Ich ging einen Schritt zurück und sah ihn fragend an.

 

Die Spukgestalt war ca 1,70 Meter groß und wirkte gläsern wie ich es von solchen Phänomenen gewohnt bin. Er trug einen schwarzen Anzug, welcher aussah als wäre es ein viel zu klein geratener Konfirmationsanzug von Anno dazumal. Die Ärmel waren zu kurz und die knochigen Armen sahen zu weit heraus. Die Hose war ebenso um einiges zu kurz und so sah man die auffällig verwaschene Socken die er darunter trug.

 

Er machte einen erbärmlichen Eindruck und sein Gesicht verriet große Trauer und Depressionen. Das Gesicht entsprach dem eines Alkoholiker. Dennoch war es ein gefühltes Horrorszenario.

 

Wieder zogen mich seinen Augen in den Bann. Als ich in diese blickte sah ich plötzlich Auszüge aus seinem Leben. Wie aus einem Film nur dass es wohl seine Erinnerungen waren die er mir telepathisch übertrug.

 

Da war diese kleine Kammer, ein kleines Zimmer in dem der Mann einsam saß. Er weinte und hatte die Hände an den Kopf gelegt. Die Haare hingen aus den Spalten zwischen den Fingern. Tränen tropften zu Boden. Es schmerzte mich ihn so traurig zu sehen. Diese Einsamkeit, Trauer und Leere die er spürte konnte ich empfinden und es schnürte mein Herz zu.

 

Dieser tiefe Schmerz von ihm verursachte so etwas wie Atemnot in mir und mir wurde übel von diesem erdrückend schweren Kummer welchen er empfand.

 

Ich sah aus seinem Fenster und erkannte, dass er wohl auf einem Einsiedlerhof irgendwo auf weiter Flur lebte.

 

Es roch nach frischen Heu.
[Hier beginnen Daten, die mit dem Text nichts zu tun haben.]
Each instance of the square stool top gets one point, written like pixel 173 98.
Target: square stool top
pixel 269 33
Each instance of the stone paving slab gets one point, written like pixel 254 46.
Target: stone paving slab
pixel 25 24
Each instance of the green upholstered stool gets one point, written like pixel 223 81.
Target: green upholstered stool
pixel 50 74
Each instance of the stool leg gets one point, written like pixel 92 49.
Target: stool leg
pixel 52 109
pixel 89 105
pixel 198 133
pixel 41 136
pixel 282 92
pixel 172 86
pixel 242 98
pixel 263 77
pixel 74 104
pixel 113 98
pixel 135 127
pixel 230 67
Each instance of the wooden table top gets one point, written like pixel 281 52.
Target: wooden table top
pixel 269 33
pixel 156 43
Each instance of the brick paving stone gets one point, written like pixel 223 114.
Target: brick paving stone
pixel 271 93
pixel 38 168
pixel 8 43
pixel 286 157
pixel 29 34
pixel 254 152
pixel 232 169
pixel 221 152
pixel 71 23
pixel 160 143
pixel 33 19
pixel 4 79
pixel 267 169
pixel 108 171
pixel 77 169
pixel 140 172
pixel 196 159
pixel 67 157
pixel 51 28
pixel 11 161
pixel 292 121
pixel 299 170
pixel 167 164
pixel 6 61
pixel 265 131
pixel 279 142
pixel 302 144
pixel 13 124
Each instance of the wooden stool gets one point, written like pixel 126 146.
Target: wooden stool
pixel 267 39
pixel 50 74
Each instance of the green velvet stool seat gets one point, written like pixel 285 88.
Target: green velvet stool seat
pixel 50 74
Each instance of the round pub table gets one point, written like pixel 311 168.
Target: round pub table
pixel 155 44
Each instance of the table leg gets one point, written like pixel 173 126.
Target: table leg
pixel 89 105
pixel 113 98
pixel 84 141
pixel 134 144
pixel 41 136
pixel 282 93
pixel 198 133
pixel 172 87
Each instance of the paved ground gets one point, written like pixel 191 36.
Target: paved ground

Dort war kein menschliches Leben sondern nur Natur. Schlimm sah er aus, wie er da so saß.

 

Abrupt war ich wieder in der Tür des Ehepaares. Der Geist sah mich wissend an und verschwand, wie ein Trugbild das nie vorhanden war.

 

Warum fühlt es sich so bedrohlich an. Sind wir in Gefahr?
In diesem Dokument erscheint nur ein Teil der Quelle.